Keynote Address
Inventing the Medium: Learning and Symbolic Expression from Knucklebones and Senet to Second Life and Spore
The talk will cover the expressive possibilities of the new digital medium, how it relates to the origins of human cognition and culture. Innovative design in digital media draws on processes that harken back to the earliest human inventions of games, story-telling, and symbolic expression. Like other media innovations—language, print, moving images—a new medium of expression changes the way we understand the world, and has the potential for making us smarter and more empathetic with one another. What are the emerging formats and genres that hold the most promise for the developing digital medium? I will attempt to answer that question with illustrations from Georgia Tech projects for studying film, history, and engineering.
Biography
Janet H. Murray is Professor and Director of the Graduate Program in Digital Media at Georgia Tech.

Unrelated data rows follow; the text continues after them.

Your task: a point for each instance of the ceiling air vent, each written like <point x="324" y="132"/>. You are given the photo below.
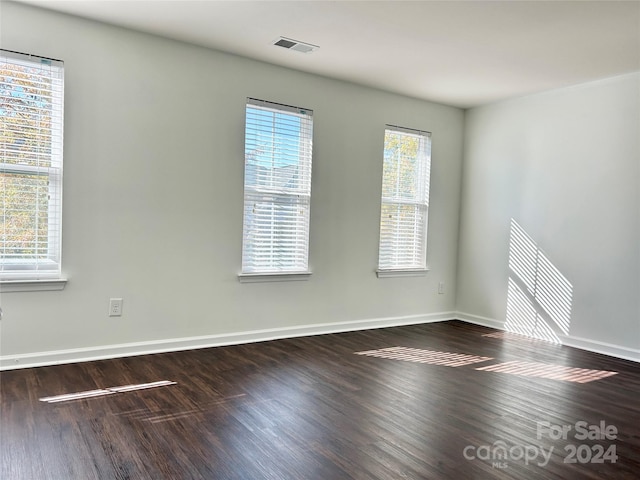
<point x="291" y="44"/>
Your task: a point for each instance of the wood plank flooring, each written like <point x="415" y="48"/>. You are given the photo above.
<point x="310" y="408"/>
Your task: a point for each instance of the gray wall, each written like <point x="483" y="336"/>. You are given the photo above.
<point x="153" y="198"/>
<point x="565" y="165"/>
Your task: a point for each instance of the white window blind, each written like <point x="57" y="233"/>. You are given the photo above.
<point x="31" y="112"/>
<point x="277" y="188"/>
<point x="405" y="199"/>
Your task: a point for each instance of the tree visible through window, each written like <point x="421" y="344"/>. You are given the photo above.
<point x="31" y="109"/>
<point x="405" y="199"/>
<point x="277" y="188"/>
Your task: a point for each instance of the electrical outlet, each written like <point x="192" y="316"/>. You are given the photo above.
<point x="115" y="307"/>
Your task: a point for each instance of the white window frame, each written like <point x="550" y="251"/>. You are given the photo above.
<point x="277" y="200"/>
<point x="41" y="270"/>
<point x="403" y="244"/>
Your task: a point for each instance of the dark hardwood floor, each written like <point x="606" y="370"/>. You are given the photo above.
<point x="310" y="408"/>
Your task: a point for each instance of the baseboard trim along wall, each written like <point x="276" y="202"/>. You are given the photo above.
<point x="58" y="357"/>
<point x="568" y="340"/>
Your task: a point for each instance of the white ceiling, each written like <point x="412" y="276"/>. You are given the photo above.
<point x="462" y="53"/>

She came to Georgia Tech from MIT where she worked for over 25 years teaching humanities and leading educational computing projects. She holds a doctorate in English Literature from Harvard University. She is the author of Hamlet on the Holodeck: The Future of Narrative in Cyberspace and is currently working on a textbook, Inventing the Medium: Principles of Design for Digital Environments for MIT Press. Her most recent interactive projects include a digital critical edition of the Hollywood classic, Casablanca, sponsored by NEH and in partnership with the American Film Institute; a set of 3D exercises for learning Statics, a foundational Engineering course, sponsored by NSF; and a multiplayer game that explores the convergence of television story forms and mobile technologies, sponsored by Alcatel Lucent. She is a Trustee of the American Film Institute and a member of the Board for the George Foster Peabody Award.